Жрец молчал — но брезгливо поджатые губы растянула едва заметная змеиная усмешка. Наконец-то во взбаламученную смутой страну пришла настоящая власть. Те, кого Боги поставили ниже жрецов, но надо всеми остальными. И хотя старейшина сейчас прав, месяц назад в посёлок правда приезжали данщики от Арднара, увезли с собой дань, полагавшуюся до войны алкам, да ещё нашли-таки пару девиц на выданье, и... естественно, попользовались. Важнее то, что за годы без твёрдой власти местное мужичьё отвыкло склоняться перед властью. Пусть привыкают заново, и для начала чуток перегнуть палку не помешает.
— А я этого не слышал, — ухмыльнулся секироносец. — Катэси рыцари ничего мне не говорили о дани с вашей деревни.
— Они...
— Что — они? — лицо рыцаря, жёсткое, но по-своему красивое, исказилось яростью, теперь он шипел, как вылетающая из ножен сталь. — Хочешь сказать, они солгали, ублюдок?! Твоё слово не значит ничего против слова последнего из моих воинов! Сейчас мы обыщем деревню, и тогда посмотрим, кто прав.

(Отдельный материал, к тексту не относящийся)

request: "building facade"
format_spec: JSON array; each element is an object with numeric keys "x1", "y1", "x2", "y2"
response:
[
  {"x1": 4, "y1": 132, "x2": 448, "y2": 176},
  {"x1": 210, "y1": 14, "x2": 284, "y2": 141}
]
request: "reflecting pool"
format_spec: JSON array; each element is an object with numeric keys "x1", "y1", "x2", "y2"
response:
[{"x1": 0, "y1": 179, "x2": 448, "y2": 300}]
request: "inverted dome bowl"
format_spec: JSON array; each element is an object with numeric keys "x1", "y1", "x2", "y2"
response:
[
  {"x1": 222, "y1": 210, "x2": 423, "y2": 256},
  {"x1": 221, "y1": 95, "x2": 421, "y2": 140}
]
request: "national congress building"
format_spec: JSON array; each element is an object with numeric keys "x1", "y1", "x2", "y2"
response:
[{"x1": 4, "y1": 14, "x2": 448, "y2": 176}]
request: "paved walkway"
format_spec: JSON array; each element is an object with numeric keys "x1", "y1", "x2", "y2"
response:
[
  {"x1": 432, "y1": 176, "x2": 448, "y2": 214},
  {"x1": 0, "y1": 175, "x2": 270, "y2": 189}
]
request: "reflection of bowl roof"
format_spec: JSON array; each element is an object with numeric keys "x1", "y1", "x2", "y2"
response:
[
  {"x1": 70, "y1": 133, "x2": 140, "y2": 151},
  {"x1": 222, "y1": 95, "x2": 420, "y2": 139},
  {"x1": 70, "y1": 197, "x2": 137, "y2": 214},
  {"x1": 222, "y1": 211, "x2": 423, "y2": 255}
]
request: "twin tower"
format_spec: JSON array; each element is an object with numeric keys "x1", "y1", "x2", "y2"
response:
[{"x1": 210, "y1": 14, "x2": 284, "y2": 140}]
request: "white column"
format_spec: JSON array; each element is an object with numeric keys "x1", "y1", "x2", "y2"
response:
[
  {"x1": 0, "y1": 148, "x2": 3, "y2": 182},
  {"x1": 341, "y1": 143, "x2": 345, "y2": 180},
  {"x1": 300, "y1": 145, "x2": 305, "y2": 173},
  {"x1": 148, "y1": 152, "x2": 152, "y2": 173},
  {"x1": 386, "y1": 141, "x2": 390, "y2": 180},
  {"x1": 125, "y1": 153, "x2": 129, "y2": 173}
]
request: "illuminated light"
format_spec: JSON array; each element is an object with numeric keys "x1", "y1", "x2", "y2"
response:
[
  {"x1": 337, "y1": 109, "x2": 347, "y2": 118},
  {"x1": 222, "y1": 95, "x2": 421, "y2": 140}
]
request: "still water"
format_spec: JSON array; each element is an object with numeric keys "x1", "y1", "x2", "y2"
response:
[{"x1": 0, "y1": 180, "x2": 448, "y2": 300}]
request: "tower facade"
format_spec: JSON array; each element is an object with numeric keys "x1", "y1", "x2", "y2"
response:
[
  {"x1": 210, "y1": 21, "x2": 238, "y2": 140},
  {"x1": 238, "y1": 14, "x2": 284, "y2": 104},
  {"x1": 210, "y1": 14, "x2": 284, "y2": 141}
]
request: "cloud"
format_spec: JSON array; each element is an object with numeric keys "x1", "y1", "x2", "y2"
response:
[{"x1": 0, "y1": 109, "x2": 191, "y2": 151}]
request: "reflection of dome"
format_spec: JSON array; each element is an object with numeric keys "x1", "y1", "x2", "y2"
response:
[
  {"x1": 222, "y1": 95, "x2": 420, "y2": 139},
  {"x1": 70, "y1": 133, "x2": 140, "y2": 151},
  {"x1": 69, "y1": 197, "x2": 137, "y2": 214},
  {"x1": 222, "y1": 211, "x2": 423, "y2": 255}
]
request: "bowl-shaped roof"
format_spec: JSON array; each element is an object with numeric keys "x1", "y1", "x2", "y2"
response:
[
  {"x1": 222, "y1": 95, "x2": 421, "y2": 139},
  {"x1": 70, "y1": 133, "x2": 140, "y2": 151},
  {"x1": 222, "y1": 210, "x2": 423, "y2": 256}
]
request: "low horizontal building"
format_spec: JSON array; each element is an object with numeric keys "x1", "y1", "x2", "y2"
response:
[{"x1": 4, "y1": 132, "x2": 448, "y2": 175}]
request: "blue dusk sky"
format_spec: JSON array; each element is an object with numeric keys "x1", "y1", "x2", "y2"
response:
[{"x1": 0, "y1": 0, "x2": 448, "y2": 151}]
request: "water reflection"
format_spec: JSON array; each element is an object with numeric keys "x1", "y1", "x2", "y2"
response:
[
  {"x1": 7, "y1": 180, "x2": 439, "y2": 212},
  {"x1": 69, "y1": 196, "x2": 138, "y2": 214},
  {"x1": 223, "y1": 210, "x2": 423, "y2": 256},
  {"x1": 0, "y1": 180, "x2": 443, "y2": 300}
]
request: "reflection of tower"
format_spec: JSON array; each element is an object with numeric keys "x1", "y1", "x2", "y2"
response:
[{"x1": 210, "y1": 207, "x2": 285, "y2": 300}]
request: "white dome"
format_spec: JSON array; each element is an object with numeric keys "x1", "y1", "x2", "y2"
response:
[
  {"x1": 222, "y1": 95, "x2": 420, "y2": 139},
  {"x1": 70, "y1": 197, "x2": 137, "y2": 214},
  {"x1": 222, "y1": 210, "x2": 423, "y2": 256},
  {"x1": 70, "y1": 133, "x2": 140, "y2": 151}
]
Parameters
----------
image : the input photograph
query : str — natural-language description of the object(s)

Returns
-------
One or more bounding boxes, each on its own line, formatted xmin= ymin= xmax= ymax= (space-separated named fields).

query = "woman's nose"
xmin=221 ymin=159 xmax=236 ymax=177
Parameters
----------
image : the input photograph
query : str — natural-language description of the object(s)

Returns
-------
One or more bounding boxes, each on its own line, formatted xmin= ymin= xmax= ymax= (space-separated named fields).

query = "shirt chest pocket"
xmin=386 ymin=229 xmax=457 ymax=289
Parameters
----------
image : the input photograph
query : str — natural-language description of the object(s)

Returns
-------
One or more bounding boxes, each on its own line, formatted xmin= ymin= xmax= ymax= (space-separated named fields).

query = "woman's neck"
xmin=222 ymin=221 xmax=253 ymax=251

И старейшина задрожал. Он понял, что значат слова рыцаря. Как бы ни кончились поиски — всем будет плохо. Найдут что-то ценное — значит, селяне утаивали что-то, и старейшине мало не покажется. Не найдут — расправятся просто из ярости, что впустую тащились по опасным, кишащим лихим людом лесам, где и доспехи не снимешь, потому что стрела может прилететь откуда угодно. Так и приходится весб день тащиться в железе. Кто не пробовал этой радости — тому и не объяснишь.
Рыцари рассыпались по деревне, они врывались в дома, остроносыми боевыми сапогами легко проламывая ветхие двери. Не обращая внимания на протесты мужиков, переворачивали вверх дном бедную утварь. Увы, предыдущие данщики успели хорошенько обобрать селян, и во многих домах ничего не находили. Тогда начиналось самое страшное.
— ...не троньте, это последнее зерно, Справедливым клянусь, последнее! Кто детям моим еду приготовит?
— А где твои дети?
— Да к родным в Ходард поехали...
— Вот там и поедят. А это я возьму для коня.
— Так, а кто это у нас тут, за печкой, сидит?
— Во имя Справедливого, пощадите, ей же и тринадцати зим нет! Сам Справедливый запрещает тех, кому нет четырнадцати...
— Пасть смрадную закрой! Я для тебя Справедливый! Хродовик, держи её, давай прямо здесь...
— Давай! Да, а где твоя жена? Девка — хорошо, но мало, парни уже месяц как без бабы...
— Вы не можете...
— Не хочет говорить! Катберт, железо кали. Сейчас соловьём запоёт...
Вот в этом и преимущество тех, кто богаче. Пол добротной, из толстых брёвен, избы не земляной, а деревянный, и под ним скрывается глубокая яма погреба, где в леднике можно всё лето хранить съестное. Разумеется, нетрудно догадаться, что под деревянным полом подвал, а там припасы. Так оно и есть. И, разумеется, всё, что там лежит, вытащат. Но, по сути, это лишь приманка. Пусть вытаскивают те несколько полупустых мешков с зерном и небольшой бочонок пива.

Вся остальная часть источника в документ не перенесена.